On December 18 (by midnight), you’ll submit:

  • The first three pages of your thesis, your actual thesis! As in, not *writing about your thesis*, but the actual first three pages of the thing, as you understand it so far); and
  • An annotated bibliography, listing all of the texts that are most important to your thinking about the thesis at this point.

The bibliography should include the primary texts you want to analyze and the critical or theoretical texts that will help you analyze them. You should have at least one primary text and at least two secondary texts. You might have more than that in both categories! And you could have as many as ten texts, total.

In your annotation, you will write a paragraph or so, explaining how you want to use each text: Will it provide a keyterm, for example, and if so, which one, why? Will you read the text as a primary text, and if so, which parts will you read closely, to understand what, and how/why?

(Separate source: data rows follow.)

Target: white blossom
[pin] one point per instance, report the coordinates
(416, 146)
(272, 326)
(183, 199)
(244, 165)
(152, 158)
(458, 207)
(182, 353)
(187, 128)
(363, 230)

As for the three pages, they are really important. You may need to do much more than three pages’ worth of writing to get them the way you like them.

This is the introduction to your thesis, so you’ll use it to:

  • Identify the central question you hope to answer in your thesis;
  • Establish your motive, showing your reader how and why your question has relevance to literary critics, more generally;
  • Describe the ballroom you hope to enter: what critics are here, and what are they saying? Where do you fit among them?
  • Establish your authority as a critic and foster your readers’ curiosity and interest in what you’re going to say.